Un passaggio fra i più indicativi, anche ai fini del danno esistenziale, mi è parso fin dal principio quello della responsabilità per grave invalidazione - imputabile a un terzo, ad esempio a un chirurgo distratto, a un automobilista frettoloso - in danno a un componente del nucleo domestico.
La macro-lesione di un figlio, poniamo, del consorte, della madre, di un fratello, soprattutto nelle eventualità peggiori: coma profondo e irreversibile, alienazioni psichiche, disabilità estreme.
Rovesciata come una clessidra l’agenda quotidiana, allora, per i membri restanti; le mille nuove incombenze burocratiche, dentro e fuori casa: rinunce forzate alla normalità, ai progetti giovanili, alle opportunità del tempo libero.
Frequentare sistematicamente ospedali, ambulatori; code agli sportelli, di continuo sugli autobus, un giorno sì e un giorno no in farmacia; troncare relazioni, persino amori insostenibili ormai. Inseguire illusioni sapendo che sono tali e che si tradurranno, verosimilmente, nell’ennesima beffa.

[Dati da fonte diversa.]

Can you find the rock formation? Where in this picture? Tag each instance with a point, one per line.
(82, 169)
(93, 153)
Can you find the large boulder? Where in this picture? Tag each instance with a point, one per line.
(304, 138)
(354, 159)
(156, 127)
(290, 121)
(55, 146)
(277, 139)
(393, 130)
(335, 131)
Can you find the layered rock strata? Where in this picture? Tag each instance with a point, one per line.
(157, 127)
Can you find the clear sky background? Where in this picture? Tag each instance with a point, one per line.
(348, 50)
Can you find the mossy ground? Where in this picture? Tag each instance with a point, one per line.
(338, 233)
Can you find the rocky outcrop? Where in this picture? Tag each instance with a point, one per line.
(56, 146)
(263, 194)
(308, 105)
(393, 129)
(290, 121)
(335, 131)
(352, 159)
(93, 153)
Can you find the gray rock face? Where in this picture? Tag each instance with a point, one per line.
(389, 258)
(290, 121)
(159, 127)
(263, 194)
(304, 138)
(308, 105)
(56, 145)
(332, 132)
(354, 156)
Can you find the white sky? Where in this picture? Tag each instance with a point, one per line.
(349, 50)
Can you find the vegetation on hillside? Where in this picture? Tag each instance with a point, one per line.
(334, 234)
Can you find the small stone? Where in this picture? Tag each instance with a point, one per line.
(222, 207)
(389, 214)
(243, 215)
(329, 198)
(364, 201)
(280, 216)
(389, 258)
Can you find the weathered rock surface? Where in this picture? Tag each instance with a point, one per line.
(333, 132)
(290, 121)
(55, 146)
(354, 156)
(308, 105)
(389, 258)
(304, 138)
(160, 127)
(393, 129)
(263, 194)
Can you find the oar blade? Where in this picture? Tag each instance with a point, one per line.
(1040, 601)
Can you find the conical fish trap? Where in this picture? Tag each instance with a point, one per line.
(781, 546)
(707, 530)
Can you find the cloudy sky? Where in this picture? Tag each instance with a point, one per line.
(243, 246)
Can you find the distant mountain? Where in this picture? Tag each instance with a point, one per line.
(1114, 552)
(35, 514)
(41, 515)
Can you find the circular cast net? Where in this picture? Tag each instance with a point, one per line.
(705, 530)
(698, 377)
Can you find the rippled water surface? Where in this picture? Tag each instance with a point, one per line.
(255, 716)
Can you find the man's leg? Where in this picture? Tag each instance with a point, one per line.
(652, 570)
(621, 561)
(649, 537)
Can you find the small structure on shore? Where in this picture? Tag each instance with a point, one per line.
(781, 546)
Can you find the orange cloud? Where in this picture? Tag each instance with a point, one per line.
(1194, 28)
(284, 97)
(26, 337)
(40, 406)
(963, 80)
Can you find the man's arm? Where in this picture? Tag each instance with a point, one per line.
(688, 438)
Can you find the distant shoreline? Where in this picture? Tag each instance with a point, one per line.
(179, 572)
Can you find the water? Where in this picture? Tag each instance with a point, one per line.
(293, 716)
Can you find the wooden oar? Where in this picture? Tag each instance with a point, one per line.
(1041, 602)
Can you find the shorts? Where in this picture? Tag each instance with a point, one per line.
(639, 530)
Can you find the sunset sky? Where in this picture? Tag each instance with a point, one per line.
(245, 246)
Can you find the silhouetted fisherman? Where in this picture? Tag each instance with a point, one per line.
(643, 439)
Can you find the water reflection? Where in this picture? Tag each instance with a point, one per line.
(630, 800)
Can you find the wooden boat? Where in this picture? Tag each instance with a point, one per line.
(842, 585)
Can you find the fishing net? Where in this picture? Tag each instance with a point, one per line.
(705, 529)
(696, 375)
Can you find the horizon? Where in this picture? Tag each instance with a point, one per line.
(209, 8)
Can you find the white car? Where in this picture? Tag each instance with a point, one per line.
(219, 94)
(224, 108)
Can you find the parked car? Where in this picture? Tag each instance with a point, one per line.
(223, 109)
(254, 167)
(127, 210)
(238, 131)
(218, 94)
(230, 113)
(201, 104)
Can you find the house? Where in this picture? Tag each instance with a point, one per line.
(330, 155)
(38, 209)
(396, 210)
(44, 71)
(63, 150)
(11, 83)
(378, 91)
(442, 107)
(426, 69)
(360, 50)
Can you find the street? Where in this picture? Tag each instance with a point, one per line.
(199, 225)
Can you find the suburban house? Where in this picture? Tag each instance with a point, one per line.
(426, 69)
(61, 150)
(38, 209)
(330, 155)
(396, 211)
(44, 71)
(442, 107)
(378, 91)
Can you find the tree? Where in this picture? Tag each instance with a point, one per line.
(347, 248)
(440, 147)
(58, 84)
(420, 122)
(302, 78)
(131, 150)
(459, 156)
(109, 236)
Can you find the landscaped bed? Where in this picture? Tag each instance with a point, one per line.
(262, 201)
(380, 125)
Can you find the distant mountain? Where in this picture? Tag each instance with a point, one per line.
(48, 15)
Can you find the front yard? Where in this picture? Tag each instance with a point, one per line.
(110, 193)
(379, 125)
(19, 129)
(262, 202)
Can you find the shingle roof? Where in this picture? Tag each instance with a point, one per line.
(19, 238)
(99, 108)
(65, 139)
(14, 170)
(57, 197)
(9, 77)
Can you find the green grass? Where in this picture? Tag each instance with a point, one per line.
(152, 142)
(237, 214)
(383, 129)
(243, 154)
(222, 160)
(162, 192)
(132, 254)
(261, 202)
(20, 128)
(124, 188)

Scoprirsi esasperati qua e là, vergognarsene magari; abbandonare questo o quell’hobby, accantonare studi, speranze di carriera, vacanze, impegni sociali.
Andare solo alle conferenze sulla riabilitazione, in sanità, dover vendere qualche gioiello; invecchiare anzitempo, sentirsi accerchiati, infilati dal destino entro qualcosa - come un personaggio di Beckett.